By identifying resource spikes in CPU and memory usage, Continuous Profiling aids in optimizing these areas to lower costs.

Configuration

Enable kfuse-profiling in the custom-values.yaml file.

global:
  kfuse-profiling:
    enabled: true

Kloudfuse default configuration saves the data in the PVC with size 50GB.

Long-Term Retention

To retain profiling data for a longer time, change the configuration settings. Depending on the storage provider, configure one of the following options in the custom-values.yaml file: AWS S3 or GCP Bucket. Remember that profiling data uses parquet storage format.

Scrape the Profiling Data

Alloy queries the pprof endpoints of your Golang application, collects the profiles, and forwards them to the Kfuse Profiler server.

Prerequisites

  1. Ensure your Golang application exposes pprof endpoints.

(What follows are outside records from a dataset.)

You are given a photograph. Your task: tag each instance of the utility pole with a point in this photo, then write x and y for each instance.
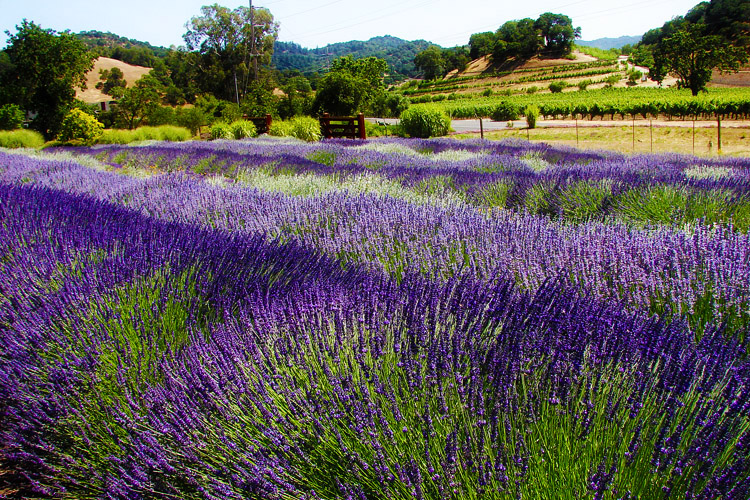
(252, 42)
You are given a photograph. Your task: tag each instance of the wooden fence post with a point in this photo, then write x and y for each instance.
(361, 123)
(718, 131)
(326, 125)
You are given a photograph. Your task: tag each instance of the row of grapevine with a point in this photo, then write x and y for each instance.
(612, 103)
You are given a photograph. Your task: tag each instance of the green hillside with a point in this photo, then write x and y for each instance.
(398, 53)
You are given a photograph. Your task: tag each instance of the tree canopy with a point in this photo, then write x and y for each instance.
(551, 35)
(712, 35)
(692, 55)
(231, 43)
(352, 85)
(43, 70)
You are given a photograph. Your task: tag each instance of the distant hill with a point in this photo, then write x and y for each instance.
(610, 43)
(93, 95)
(398, 53)
(123, 49)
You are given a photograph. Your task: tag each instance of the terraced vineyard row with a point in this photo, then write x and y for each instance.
(731, 103)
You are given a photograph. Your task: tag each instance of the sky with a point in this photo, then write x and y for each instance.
(318, 23)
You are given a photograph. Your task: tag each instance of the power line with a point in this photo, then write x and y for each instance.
(332, 30)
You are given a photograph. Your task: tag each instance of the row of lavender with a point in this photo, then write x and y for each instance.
(145, 358)
(699, 274)
(568, 184)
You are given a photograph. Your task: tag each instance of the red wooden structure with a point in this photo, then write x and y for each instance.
(350, 127)
(262, 123)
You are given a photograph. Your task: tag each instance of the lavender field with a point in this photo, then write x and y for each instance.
(431, 319)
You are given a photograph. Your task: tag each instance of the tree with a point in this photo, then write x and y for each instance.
(111, 79)
(558, 33)
(481, 44)
(456, 58)
(138, 101)
(729, 19)
(297, 97)
(692, 55)
(11, 117)
(352, 85)
(46, 69)
(231, 43)
(431, 62)
(517, 39)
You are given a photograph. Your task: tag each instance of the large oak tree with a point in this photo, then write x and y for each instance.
(44, 69)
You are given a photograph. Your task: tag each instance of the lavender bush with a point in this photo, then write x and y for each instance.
(176, 333)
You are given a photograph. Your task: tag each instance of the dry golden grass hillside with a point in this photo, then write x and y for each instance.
(92, 94)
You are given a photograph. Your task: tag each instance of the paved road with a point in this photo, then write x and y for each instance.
(462, 125)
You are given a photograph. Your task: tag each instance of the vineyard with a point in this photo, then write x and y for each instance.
(402, 319)
(730, 103)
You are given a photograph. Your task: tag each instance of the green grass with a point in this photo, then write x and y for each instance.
(161, 133)
(20, 139)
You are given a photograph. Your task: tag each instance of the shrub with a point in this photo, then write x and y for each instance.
(162, 133)
(79, 129)
(425, 122)
(611, 80)
(21, 139)
(557, 87)
(532, 113)
(280, 128)
(305, 128)
(242, 129)
(221, 130)
(11, 117)
(505, 111)
(633, 77)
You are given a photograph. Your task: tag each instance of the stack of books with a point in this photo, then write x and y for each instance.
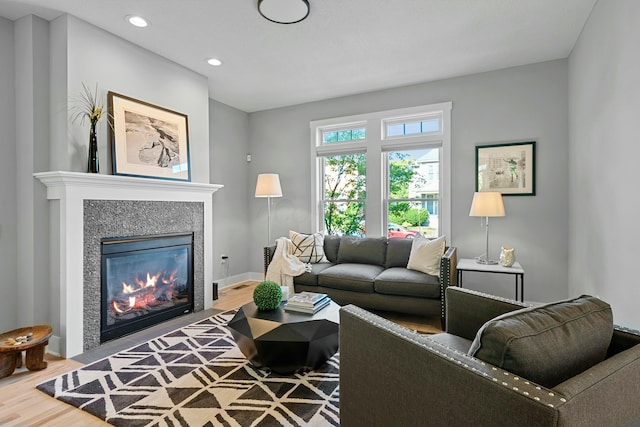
(307, 302)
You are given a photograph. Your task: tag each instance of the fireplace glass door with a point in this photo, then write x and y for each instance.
(145, 280)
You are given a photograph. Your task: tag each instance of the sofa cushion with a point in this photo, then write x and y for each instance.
(402, 281)
(309, 248)
(362, 250)
(547, 344)
(311, 278)
(331, 245)
(350, 277)
(398, 251)
(426, 254)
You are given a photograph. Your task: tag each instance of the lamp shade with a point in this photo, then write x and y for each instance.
(268, 185)
(487, 203)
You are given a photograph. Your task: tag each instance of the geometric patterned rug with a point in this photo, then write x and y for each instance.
(196, 376)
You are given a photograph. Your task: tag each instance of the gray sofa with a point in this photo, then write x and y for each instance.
(392, 376)
(371, 272)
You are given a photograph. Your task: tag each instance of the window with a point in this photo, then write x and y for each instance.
(384, 173)
(344, 193)
(412, 186)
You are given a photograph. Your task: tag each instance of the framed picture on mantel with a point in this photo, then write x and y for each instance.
(508, 168)
(148, 140)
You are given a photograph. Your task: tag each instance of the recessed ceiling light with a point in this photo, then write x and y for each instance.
(284, 11)
(137, 21)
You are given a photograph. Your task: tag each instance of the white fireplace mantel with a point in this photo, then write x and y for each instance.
(71, 189)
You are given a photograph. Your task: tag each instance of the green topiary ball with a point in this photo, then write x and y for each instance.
(267, 295)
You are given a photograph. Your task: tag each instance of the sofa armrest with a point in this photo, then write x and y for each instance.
(268, 252)
(448, 277)
(468, 310)
(605, 394)
(390, 375)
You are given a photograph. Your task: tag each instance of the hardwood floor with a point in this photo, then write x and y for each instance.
(22, 405)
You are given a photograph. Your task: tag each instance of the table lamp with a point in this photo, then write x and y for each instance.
(487, 204)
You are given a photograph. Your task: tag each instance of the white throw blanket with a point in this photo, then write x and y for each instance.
(285, 266)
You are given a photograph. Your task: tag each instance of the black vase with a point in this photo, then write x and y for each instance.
(93, 166)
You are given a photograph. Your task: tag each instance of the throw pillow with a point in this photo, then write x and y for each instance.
(425, 255)
(547, 344)
(309, 248)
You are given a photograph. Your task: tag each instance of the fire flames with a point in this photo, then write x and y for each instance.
(141, 294)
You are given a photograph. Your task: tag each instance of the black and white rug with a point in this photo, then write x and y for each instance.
(196, 376)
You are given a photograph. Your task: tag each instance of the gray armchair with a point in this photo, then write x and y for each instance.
(390, 375)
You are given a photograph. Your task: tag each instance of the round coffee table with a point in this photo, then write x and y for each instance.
(11, 355)
(286, 342)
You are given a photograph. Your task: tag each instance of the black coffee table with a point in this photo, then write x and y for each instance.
(283, 341)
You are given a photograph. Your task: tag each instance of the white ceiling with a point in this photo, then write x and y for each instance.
(344, 47)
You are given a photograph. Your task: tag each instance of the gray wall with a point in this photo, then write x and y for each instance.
(229, 133)
(8, 212)
(32, 148)
(522, 103)
(604, 101)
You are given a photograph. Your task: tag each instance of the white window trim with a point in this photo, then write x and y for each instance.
(374, 146)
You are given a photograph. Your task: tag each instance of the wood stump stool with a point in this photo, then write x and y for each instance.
(11, 354)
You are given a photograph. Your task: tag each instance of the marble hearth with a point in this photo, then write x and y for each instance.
(87, 207)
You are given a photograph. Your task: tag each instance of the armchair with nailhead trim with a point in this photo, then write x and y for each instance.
(390, 375)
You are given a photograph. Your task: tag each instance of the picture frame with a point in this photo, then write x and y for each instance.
(148, 140)
(508, 168)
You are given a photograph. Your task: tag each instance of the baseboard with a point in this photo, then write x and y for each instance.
(238, 278)
(53, 347)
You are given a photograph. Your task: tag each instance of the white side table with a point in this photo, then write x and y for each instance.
(468, 264)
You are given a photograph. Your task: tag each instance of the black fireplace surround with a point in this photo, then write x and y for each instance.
(145, 280)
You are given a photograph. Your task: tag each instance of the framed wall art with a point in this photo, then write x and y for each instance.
(147, 140)
(508, 168)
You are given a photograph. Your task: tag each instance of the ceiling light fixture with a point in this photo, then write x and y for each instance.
(284, 11)
(137, 21)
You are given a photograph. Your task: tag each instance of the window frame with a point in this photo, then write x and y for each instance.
(375, 145)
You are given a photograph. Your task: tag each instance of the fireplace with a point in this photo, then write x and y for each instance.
(145, 280)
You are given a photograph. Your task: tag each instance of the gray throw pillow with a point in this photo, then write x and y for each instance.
(547, 344)
(398, 251)
(331, 245)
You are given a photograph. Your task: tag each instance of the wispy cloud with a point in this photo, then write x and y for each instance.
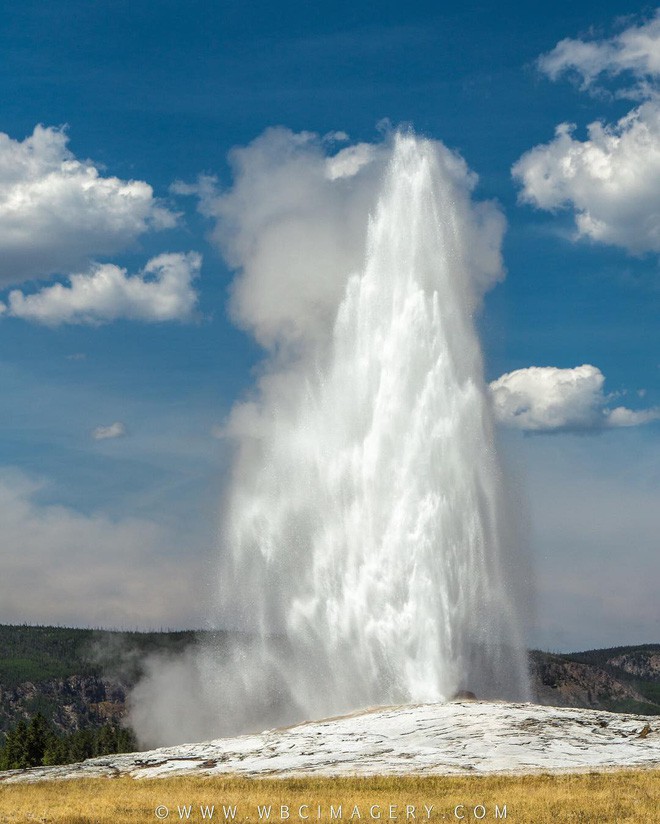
(114, 430)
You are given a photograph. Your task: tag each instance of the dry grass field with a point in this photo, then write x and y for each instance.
(623, 796)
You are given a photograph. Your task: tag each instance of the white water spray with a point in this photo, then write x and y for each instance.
(366, 523)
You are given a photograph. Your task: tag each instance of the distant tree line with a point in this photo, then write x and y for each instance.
(38, 743)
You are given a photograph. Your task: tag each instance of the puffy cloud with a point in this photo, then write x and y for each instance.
(162, 291)
(114, 430)
(548, 399)
(635, 51)
(64, 567)
(294, 226)
(58, 212)
(611, 180)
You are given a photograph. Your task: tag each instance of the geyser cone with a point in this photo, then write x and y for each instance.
(367, 518)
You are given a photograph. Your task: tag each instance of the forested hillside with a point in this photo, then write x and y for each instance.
(63, 692)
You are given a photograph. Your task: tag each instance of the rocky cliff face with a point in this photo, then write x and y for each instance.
(60, 673)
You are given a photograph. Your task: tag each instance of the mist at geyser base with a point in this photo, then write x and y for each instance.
(367, 551)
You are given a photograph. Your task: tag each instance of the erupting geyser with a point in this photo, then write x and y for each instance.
(366, 526)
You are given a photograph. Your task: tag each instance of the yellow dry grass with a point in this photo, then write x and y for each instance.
(622, 796)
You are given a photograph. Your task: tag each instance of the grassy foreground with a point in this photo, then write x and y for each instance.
(622, 796)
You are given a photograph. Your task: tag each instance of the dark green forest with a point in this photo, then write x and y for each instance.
(63, 691)
(37, 744)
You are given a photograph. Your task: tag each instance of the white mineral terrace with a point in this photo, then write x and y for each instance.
(430, 739)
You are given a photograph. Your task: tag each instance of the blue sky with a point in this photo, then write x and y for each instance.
(160, 92)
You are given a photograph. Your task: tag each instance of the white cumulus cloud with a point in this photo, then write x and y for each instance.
(162, 291)
(114, 430)
(57, 212)
(549, 399)
(635, 51)
(611, 180)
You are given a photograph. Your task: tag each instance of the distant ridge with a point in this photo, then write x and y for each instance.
(81, 677)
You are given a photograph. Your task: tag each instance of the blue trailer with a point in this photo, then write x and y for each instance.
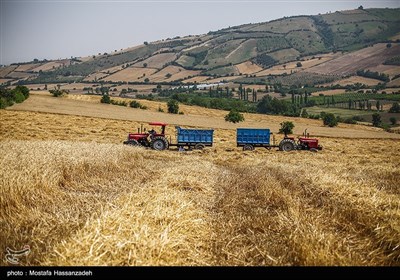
(193, 138)
(249, 138)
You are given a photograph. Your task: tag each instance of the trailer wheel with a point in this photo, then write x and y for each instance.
(159, 143)
(199, 146)
(132, 142)
(287, 145)
(248, 148)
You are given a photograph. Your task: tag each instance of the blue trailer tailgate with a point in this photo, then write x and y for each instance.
(252, 136)
(204, 136)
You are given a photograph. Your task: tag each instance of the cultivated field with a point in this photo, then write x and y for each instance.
(71, 191)
(363, 59)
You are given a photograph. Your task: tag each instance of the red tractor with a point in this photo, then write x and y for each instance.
(151, 138)
(303, 143)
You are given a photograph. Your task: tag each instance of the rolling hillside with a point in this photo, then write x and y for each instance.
(324, 44)
(77, 196)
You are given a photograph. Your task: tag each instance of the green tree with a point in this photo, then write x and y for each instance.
(376, 119)
(304, 113)
(173, 106)
(378, 105)
(329, 119)
(286, 128)
(395, 108)
(22, 89)
(234, 116)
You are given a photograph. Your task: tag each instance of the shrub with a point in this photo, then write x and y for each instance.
(19, 97)
(105, 99)
(329, 119)
(376, 119)
(234, 116)
(395, 108)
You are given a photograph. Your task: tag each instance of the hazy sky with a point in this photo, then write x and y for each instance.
(54, 29)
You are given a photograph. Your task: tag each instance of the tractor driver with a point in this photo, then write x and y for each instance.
(152, 132)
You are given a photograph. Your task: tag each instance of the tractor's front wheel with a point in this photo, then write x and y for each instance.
(287, 145)
(159, 143)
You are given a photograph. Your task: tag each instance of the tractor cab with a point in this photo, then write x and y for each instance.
(149, 138)
(307, 143)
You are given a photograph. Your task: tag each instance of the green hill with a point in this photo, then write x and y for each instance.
(215, 54)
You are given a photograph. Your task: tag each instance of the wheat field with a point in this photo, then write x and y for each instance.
(71, 191)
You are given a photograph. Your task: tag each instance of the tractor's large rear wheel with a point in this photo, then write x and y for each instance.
(132, 142)
(287, 145)
(159, 143)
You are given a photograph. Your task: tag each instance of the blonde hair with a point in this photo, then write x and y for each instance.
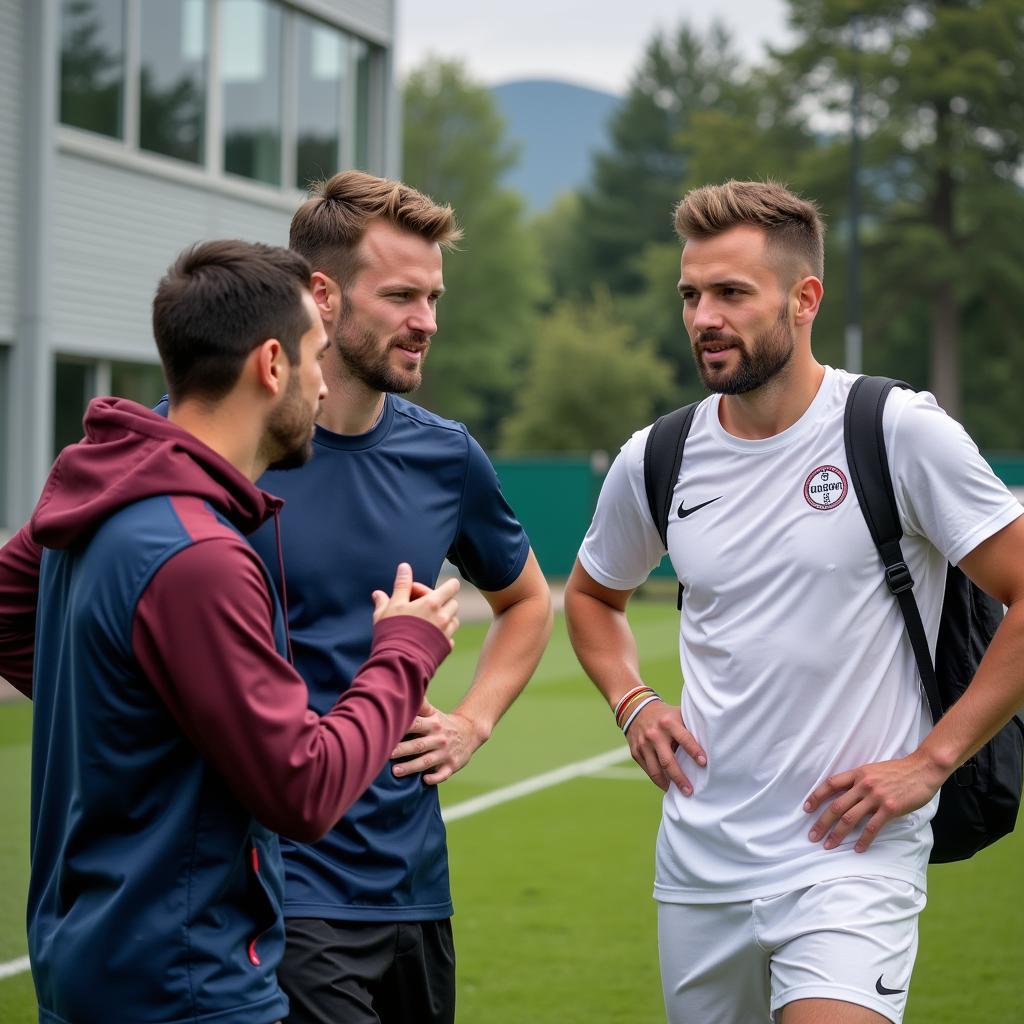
(327, 229)
(794, 230)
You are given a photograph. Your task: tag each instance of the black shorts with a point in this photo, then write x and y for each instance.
(353, 972)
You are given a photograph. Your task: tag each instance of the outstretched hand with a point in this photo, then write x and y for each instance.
(408, 598)
(439, 744)
(655, 734)
(872, 794)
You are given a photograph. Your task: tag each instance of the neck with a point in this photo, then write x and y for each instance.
(226, 429)
(350, 406)
(776, 406)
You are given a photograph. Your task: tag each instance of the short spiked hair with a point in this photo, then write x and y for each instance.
(794, 229)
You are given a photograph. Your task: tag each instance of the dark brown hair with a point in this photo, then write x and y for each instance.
(794, 229)
(216, 303)
(329, 226)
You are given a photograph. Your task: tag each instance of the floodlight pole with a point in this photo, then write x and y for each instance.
(853, 336)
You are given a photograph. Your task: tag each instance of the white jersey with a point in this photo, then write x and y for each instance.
(793, 649)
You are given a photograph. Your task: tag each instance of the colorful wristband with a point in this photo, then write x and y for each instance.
(639, 708)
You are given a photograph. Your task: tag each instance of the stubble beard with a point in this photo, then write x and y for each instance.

  2. In pull mode, the Alloy collector periodically retrieves profiles from Golang applications, specifically targeting the /debug/pprof/* endpoints.

  3. Set up Go profiling in pull mode to generate profiles. See Grafana documentation on Set up Go profiling in pull mode.

  4. Set up Java profiling to generate profiles. See Grafana documentation on Java.

Configure Scraping

  1. Configure the alloy scraper in a new file, alloy-values.yaml. Download a copy of the default alloy-values.yaml file from the Grafana repository, and customize the alloy configMap section.

  2. Configure the pyroscope.write block in the Alloy Configuration file to define the endpoint where to send profiling data.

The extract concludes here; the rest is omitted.